Posted: Sat Jul 06, 2019 12:02 am
by bdleonard
Just got a letter for a new recall (campaign C5) on the front passenger seat occupant sensing system for the airbag. This is separate from (though seeming prompted by further investigation of) the prior leather seat recall. It appears to apply to the full Kizashi production run. No remedy is yet identified.

https://static.nhtsa.gov/odi/rcl/2019/R ... 3-1738.PDF
https://static.nhtsa.gov/odi/rcl/2019/R ... 3-9380.pdf
https://static.nhtsa.gov/odi/rcl/2019/R ... 3-7175.pdf

Re: Occupant Classification System Recall (Campaign C5)

Posted: Sat Jul 06, 2019 4:04 am
by SAEED_KIZZY
Thanks bdleonard.
I believe there is a key switch under glove box to disable passenger air bag in these cases,why airbag module disable passenger airbag when sit when sit belt is on?
stupid design?!

Re: Occupant Classification System Recall (Campaign C5)

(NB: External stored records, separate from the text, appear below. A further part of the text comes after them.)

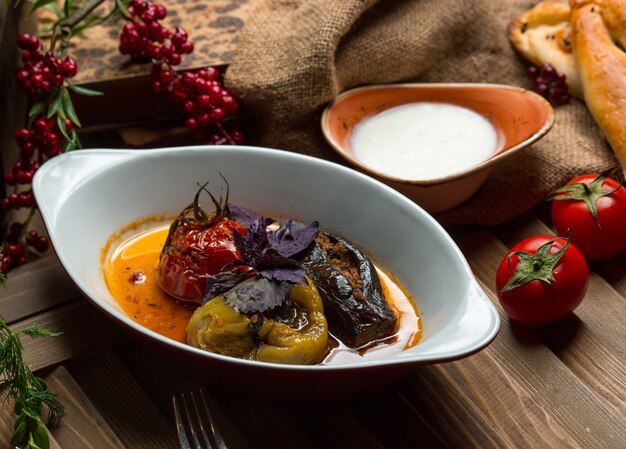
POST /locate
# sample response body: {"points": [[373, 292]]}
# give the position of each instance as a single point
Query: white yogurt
{"points": [[420, 141]]}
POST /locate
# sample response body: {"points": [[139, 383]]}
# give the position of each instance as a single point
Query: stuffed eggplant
{"points": [[270, 291], [354, 303]]}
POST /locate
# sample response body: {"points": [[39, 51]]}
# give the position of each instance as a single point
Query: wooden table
{"points": [[564, 386]]}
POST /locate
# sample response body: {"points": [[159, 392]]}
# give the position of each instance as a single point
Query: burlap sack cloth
{"points": [[295, 56]]}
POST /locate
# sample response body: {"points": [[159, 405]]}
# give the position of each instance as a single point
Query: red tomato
{"points": [[195, 252], [596, 239], [537, 302]]}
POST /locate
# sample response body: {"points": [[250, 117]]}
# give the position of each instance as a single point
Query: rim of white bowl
{"points": [[487, 336]]}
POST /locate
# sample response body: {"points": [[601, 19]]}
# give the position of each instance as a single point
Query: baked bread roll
{"points": [[543, 35], [602, 65]]}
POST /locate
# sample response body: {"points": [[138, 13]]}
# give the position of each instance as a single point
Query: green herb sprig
{"points": [[28, 392]]}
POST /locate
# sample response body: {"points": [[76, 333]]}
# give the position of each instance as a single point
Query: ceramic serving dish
{"points": [[86, 196], [519, 116]]}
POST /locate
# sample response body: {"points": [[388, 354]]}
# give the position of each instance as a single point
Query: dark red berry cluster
{"points": [[42, 71], [42, 77], [13, 252], [550, 84], [38, 144], [205, 101], [144, 37]]}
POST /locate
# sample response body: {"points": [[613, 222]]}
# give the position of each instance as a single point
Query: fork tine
{"points": [[180, 426], [201, 422], [195, 424], [217, 435]]}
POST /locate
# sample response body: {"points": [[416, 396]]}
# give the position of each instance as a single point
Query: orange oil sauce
{"points": [[130, 274]]}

Posted: Sat Jul 06, 2019 3:46 pm
by bdleonard
SAEED_KIZZY wrote:Thanks bdleonard.
I believe there is a key switch under glove box to disable passenger air bag in these cases,why airbag module disable passenger airbag when sit when sit belt is on?
stupid design?!
When passenger air bags were made mandatory in the US in the mid 1990s, an increasing number of children sitting in the passenger seats of vehicles were killed by high speed airbag deployment during accidents. This was largely solved by the early 2000s with a switch to lower velocity propellants in the air bags, and a public safety campaign advising parents to place their children in the rear seats of cars.

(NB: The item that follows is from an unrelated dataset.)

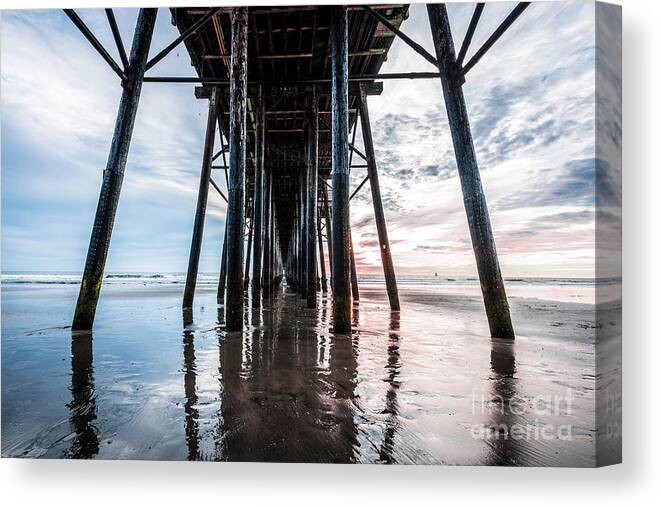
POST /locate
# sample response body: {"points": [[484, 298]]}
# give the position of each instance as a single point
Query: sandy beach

However, while the issue was still prevalent in the late 1990s a US law was passed that required that a technical solution to the issue be developed and would be mandatory on all vehicles sold in the US beginning in the mid-2000s. Hence all new cars sold in the US from 2006 on must have a system such as this which disables the passenger air bag when a light individual is detected in the seat.

This article sums it up reasonably well:
https://www.caranddriver.com/features/a ... m-feature/

Re: Occupant Classification System Recall (Campaign C5)

Posted: Sat Jul 06, 2019 5:13 pm
by SAEED_KIZZY
bdleonard wrote:
SAEED_KIZZY wrote:Thanks bdleonard.
I believe there is a key switch under glove box to disable passenger air bag in these cases,why airbag module disable passenger airbag when sit when sit belt is on?
stupid design?!
When passenger air bags were made mandatory in the US in the mid 1990s, an increasing number of children sitting in the passenger seats of vehicles were killed by high speed airbag deployment during accidents. This was largely solved by the early 2000s with a switch to lower velocity propellants in the air bags, and a public safety campaign advising parents to place their children in the rear seats of cars.

However, while the issue was still prevalent in the late 1990s a US law was passed that required that a technical solution to the issue be developed and would be mandatory on all vehicles sold in the US beginning in the mid-2000s. Hence all new cars sold in the US from 2006 on must have a system such as this which disables the passenger air bag when a light individual is detected in the seat.

This article sums it up reasonably well:
https://www.caranddriver.com/features/a ... m-feature/
Thanks again bdleonard good to know but still stupid design by suzuki :lol: :lol:

Re: Occupant Classification System Recall (Campaign C5)

Posted: Sun Jul 07, 2019 2:20 am
by Ronzuki
I received the notice in the mail yesterday. More fodder. This is something I complained about many years ago to the dealer and received the customary "nothing's wrong, no codes, so all is well". Even though I had a photo of my twenty-something 115 lb.-ish daughter sitting in the seat with the airbag light on. Same situation with my wife in the car as well. She roughly weighs the same. Put in a complaint online w/ the NHTSA back then and forgot about it. I'm usually alone in the car 99% of the time. I do not have leather seats, so that was a bunch of bull. Took long enough for the NNTSA to act, and then Suzuki will wait until the cars are all but dead before they 'decide' on what the corrective action is to be.